Over the weekend, my girlfriend and I visited CP Pinball in Roxana, Illinois. It was our second time there in three months and the deal is simply amazing. For $20 you get UNLIMITED PLAY for FOUR HOURS! Where was this when I was age 10?
Pinball used to be something I excelled at. Like, watching me play was described as “art” by my first girlfriend. I could set a high score on almost any machine, call my shots as I was playing, and it had been a long time since I felt that level of “one with the machine” that I used to feel so often in person. Simulated pinball is nice, but it’s just not the same.
One of the machines that I really wanted to do well at was the Indianapolis 500 pinball table. It makes sense, right? Anyway, my girlfriend and I went to it after the man that had been there an hour and seemed to have some good score scoring around 300-500million. Replay, not that it was needed, was 200million.
The first game my girlfriend won! I don’t think she’s played extensively, but they’re certainly a foundation of skills and reflexes there. The second game I started getting my timing down, and by game three my girlfriend wanted to move on but I was starting to feel a connection, a zen-like experience where there is no thought on what’s about to happen. Timing becomes perfect, and it becomes easy to hit every target at will.
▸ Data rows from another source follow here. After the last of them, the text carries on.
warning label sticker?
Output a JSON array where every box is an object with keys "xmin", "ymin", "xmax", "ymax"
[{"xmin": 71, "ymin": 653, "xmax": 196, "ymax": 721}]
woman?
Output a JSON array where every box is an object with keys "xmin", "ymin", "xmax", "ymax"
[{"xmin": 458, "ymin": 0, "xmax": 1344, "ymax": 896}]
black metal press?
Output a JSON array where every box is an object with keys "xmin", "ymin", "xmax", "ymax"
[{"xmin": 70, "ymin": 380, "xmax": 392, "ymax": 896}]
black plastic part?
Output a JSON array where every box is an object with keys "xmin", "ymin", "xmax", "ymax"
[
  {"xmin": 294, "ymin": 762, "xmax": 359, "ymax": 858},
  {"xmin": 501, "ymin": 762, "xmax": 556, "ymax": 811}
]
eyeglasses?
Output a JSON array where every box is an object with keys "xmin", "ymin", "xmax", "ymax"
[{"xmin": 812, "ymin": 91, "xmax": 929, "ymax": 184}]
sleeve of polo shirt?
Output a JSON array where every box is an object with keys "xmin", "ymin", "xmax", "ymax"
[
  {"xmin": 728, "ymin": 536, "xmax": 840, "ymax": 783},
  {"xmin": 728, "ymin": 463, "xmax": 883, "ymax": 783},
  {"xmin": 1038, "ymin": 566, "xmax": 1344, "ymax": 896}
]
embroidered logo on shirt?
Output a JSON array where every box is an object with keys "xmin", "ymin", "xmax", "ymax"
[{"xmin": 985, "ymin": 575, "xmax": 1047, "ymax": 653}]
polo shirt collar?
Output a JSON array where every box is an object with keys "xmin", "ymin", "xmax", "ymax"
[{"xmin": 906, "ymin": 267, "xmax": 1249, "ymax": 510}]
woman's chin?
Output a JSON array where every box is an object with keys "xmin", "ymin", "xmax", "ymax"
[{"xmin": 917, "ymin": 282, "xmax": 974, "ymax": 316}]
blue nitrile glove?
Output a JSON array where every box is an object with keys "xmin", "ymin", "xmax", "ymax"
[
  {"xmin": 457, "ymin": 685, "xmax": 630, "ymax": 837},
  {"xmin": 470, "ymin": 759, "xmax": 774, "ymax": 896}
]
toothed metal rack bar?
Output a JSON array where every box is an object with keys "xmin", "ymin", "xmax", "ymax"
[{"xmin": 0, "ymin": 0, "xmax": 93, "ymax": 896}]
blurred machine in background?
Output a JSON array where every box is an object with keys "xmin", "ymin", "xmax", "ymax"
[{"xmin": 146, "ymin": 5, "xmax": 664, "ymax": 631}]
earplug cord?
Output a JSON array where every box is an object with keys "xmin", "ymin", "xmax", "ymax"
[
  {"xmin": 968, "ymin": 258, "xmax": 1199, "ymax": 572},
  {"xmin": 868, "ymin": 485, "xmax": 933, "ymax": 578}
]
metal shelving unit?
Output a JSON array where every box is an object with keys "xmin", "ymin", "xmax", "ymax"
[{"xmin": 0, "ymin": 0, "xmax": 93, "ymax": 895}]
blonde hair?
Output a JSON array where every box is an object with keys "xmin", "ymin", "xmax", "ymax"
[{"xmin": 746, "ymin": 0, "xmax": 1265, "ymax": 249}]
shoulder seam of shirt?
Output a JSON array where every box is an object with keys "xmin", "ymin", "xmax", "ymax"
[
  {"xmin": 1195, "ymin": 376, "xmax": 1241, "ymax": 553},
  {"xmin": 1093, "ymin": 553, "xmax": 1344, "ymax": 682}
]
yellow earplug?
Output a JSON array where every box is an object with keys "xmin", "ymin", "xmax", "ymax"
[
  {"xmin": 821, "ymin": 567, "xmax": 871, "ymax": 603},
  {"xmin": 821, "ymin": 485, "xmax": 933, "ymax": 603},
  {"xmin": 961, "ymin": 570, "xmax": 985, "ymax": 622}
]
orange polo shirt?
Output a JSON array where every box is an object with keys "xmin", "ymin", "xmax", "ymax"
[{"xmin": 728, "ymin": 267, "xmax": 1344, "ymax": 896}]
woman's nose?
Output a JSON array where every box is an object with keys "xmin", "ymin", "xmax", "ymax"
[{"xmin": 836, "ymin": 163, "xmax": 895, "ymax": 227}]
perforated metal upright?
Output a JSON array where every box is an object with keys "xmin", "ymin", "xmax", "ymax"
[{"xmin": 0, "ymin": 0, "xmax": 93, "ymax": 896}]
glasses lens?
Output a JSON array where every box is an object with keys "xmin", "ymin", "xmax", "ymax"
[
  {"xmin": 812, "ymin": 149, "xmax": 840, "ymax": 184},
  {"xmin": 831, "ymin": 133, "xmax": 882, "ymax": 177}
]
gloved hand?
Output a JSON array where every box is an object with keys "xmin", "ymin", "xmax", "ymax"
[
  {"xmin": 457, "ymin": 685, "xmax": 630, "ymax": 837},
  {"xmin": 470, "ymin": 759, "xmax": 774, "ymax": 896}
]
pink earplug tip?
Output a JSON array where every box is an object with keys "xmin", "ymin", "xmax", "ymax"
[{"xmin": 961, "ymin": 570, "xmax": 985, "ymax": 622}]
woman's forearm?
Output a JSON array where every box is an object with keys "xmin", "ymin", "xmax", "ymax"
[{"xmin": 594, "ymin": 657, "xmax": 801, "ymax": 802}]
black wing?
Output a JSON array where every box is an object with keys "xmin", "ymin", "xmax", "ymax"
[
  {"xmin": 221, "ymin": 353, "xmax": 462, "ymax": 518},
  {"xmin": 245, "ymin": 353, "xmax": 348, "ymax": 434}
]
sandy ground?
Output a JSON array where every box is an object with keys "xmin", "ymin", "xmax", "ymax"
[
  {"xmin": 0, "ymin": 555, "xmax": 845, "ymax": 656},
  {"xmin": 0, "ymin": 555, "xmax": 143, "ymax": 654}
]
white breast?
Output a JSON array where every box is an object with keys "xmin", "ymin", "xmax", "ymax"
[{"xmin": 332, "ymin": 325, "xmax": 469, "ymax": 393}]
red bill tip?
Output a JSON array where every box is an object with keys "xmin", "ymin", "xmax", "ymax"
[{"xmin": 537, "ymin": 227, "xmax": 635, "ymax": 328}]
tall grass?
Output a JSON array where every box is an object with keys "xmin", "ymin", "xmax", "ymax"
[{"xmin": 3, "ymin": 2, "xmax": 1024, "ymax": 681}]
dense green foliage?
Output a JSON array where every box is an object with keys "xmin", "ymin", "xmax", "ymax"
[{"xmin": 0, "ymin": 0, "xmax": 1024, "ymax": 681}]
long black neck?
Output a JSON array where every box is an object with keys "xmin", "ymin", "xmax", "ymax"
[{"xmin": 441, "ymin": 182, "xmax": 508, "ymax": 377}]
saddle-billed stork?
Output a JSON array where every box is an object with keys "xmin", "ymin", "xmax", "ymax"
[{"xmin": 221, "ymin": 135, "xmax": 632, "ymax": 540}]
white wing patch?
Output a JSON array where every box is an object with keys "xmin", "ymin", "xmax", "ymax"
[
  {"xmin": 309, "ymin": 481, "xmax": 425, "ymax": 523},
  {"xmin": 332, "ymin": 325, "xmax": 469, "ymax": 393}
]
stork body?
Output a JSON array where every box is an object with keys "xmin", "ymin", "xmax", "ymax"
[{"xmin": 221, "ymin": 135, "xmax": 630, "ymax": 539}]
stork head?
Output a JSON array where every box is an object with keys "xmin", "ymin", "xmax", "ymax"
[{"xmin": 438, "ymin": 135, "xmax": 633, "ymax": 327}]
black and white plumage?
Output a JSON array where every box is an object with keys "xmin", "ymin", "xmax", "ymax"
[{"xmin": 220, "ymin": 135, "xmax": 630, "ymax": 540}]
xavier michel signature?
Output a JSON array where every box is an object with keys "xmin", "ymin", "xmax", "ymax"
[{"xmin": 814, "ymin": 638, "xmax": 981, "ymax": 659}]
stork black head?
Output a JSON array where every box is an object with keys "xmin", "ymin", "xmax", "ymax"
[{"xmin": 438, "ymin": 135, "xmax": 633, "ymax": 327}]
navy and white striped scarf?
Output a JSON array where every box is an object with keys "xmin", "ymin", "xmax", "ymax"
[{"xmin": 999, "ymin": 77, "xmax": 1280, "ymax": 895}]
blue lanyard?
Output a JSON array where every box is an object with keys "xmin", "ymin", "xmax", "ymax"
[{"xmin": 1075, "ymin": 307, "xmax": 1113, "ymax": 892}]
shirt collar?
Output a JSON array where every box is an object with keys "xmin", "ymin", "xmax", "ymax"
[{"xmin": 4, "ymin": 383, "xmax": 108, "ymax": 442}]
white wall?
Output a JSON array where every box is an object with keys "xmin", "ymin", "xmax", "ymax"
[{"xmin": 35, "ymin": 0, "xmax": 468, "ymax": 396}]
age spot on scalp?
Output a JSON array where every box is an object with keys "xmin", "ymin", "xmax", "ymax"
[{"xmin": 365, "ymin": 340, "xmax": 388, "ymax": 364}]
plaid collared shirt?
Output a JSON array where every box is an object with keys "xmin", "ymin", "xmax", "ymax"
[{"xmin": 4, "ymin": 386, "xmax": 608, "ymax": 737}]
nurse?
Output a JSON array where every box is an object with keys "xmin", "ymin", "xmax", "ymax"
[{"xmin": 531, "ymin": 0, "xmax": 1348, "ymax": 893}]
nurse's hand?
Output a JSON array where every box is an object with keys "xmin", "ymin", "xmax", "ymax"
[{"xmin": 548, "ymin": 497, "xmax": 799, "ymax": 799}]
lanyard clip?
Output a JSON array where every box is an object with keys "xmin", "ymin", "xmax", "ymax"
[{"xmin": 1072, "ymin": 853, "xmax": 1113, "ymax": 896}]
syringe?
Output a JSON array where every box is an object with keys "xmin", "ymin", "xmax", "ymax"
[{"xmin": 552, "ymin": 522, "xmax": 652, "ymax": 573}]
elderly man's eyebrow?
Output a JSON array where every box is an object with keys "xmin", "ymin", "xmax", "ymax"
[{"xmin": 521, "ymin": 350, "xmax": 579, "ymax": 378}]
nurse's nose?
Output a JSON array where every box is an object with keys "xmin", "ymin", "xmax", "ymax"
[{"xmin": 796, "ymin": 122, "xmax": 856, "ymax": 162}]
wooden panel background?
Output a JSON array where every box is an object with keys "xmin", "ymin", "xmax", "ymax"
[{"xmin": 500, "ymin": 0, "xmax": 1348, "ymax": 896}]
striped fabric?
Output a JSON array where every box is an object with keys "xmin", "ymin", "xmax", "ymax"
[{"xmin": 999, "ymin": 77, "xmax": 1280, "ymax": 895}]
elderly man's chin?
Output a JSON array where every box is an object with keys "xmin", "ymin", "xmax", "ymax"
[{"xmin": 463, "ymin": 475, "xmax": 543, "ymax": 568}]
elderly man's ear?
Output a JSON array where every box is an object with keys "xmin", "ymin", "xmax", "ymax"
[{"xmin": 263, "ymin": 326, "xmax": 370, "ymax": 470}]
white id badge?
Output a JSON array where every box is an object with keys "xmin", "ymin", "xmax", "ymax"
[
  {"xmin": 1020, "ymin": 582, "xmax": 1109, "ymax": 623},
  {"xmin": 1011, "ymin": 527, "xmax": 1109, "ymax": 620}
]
Call it the zone, call it anything, for me it’s sheer bliss and as my girlfriend played the machine beside me I said, “I think I can set the high score.” It was at 1.3billion and I had yet to score half of that. I knew this feeling, and that record was going down.
I don’t think I’ve conveyed in all my writings just how competitive I am. It’s tapered down a little bit as I used to have to win at everything, but now I only expect myself to do as good as my skills allow. This means that, if I know I’m capable of the best, I expect it. All the previous hours at CP Pinball had been leisure, but now the competitive juices were flowing and nothing but that high score would be satisfactory.
The first ball of the game lasted 20 minutes. It was a journey to the top and while the points were coming in bunches and I played in an autopilot state that is impossible to explain, I had thoughts of all the pinball games I’ve had before. I thought back to the fact it was pinball in a news article that my dad read that helped him realize I was on the autism spectrum, and I laughed as I trapped a ball with the flipper to slow the game down. My dad used to always tell me to do that but of course I knew better… for some reason I got better when j listened… only took a decade from the first time he told me.
Ball two came, and the by the end of that ball’s bonus I had eclipsed the high score. There would be no sweating it out on needing one shot to get a multiball while having no safety net. I had done it. High score at a place that a lot of professionals play at.
I had forgotten the feel of having a goal and crushing it. I forgot about the clarity that comes within achieving subconscious awesomeness. This is something quite simply is a “if you know you know” because how can I explain time slowing down, and the noise of the environment ceasing, and that all the sensory challenges I have turning I to an unfair advantage as the ball becomes a tool of my brain to move at its will?
I’m sure Kristen and I will be back. In a way I hope someone out there beats my record because I know I have more left. 1.6billion was my final score, but 3 billion? That’ll be easy!